Microstructure Evolution and Temperature/Stress Field Simulation of Laser Cladded EA4T Axle Steel with Inconel 625 Alloy

Abstract

To reduce the scrapping rate of railway axles and extend their service life, laser cladding technology is employed to deposit Inconel 625 alloy on the surface of EA4T axle steel for axle repair. This study validates the effectiveness of the numerical models of the temperature field and stress field in laser cladded EA4T axle steel by comparing the results of experiments with simulations. Subsequently, the formation process and distribution pattern of the microstructure in different regions were analyzed, and the critical positions of the laser-clad repair specimens were examined. The surface morphology, microstructure, internal defects, microhardness, and microscopic mechanical properties of the cladded specimens were characterized. The results indicate that the surface roughness of the specimens significantly increased after cladding.
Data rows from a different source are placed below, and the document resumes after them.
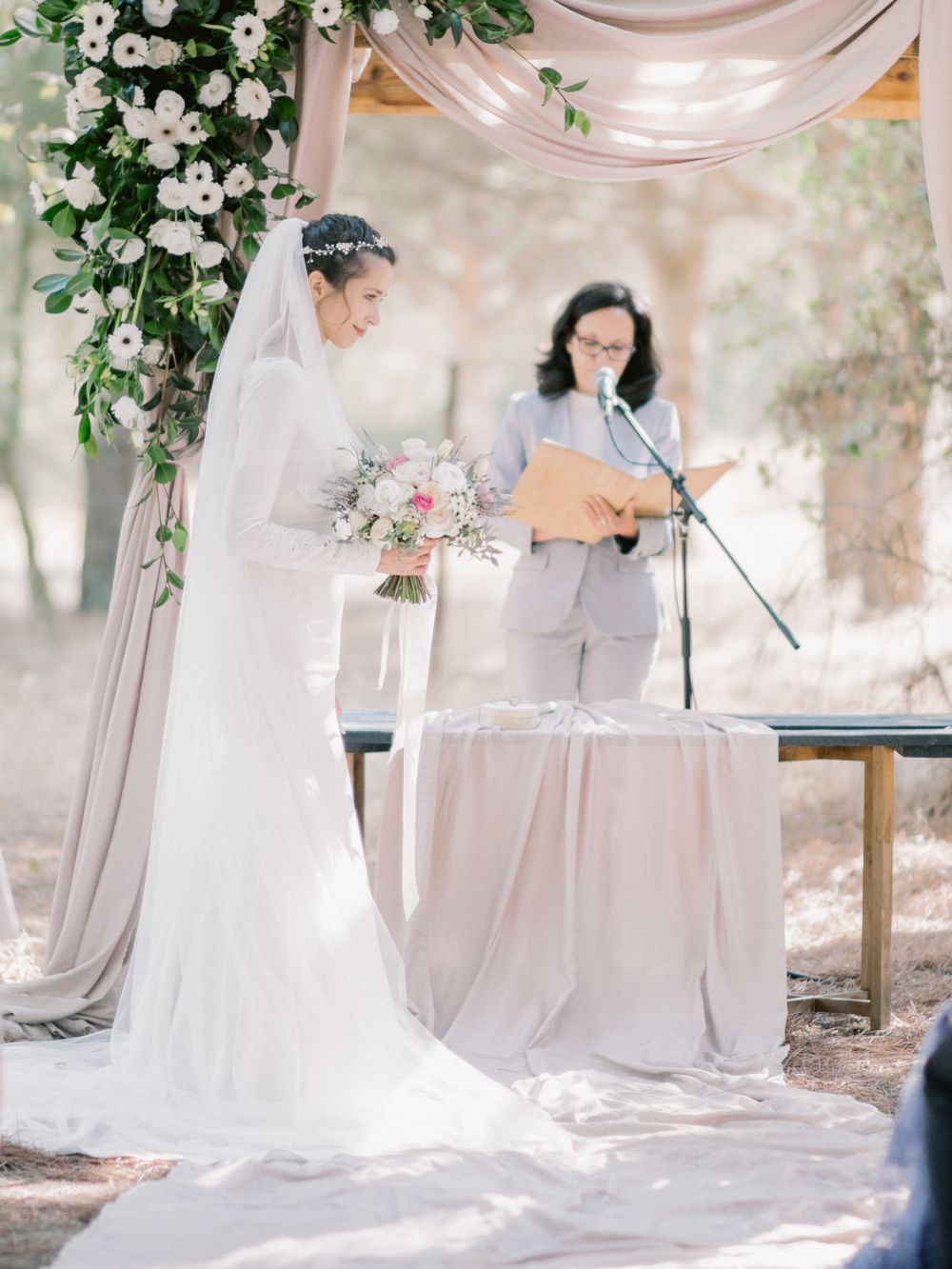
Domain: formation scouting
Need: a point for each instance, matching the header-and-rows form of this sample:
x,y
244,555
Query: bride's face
x,y
347,315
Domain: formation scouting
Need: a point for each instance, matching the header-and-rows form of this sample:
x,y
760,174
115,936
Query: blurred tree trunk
x,y
11,414
109,484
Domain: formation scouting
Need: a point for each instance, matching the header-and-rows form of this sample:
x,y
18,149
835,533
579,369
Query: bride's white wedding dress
x,y
265,1005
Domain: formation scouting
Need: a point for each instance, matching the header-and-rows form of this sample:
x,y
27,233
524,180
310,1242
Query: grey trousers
x,y
575,662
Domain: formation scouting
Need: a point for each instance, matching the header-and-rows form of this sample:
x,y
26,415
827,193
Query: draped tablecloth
x,y
602,892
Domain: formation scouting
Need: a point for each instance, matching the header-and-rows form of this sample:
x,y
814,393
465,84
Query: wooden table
x,y
868,739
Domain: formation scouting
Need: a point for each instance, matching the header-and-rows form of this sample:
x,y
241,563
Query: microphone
x,y
605,381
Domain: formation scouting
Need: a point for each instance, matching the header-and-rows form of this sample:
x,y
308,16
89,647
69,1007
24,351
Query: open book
x,y
550,492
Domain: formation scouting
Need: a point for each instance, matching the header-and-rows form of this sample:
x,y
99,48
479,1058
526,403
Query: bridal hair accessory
x,y
346,248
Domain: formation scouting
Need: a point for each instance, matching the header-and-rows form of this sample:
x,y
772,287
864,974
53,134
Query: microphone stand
x,y
609,401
The formation and distribution of the microstructure in the clad layer and heat-affected zone (HAZ) were primarily influenced by the heat input and cooling rate during laser cladding, with the critical position of the clad specimen located at the interface between the clad layer and the substrate. A small number of near-spherical pores are present within the cladding layer. The microhardness of the HAZ significantly increases, with reduced elastic deformation and crack resistance in this region, which adversely affects axle repair. This study provides a methodology and theoretical support for the optimization and evaluation of parameters in the laser cladding repair of EA4T axle steel.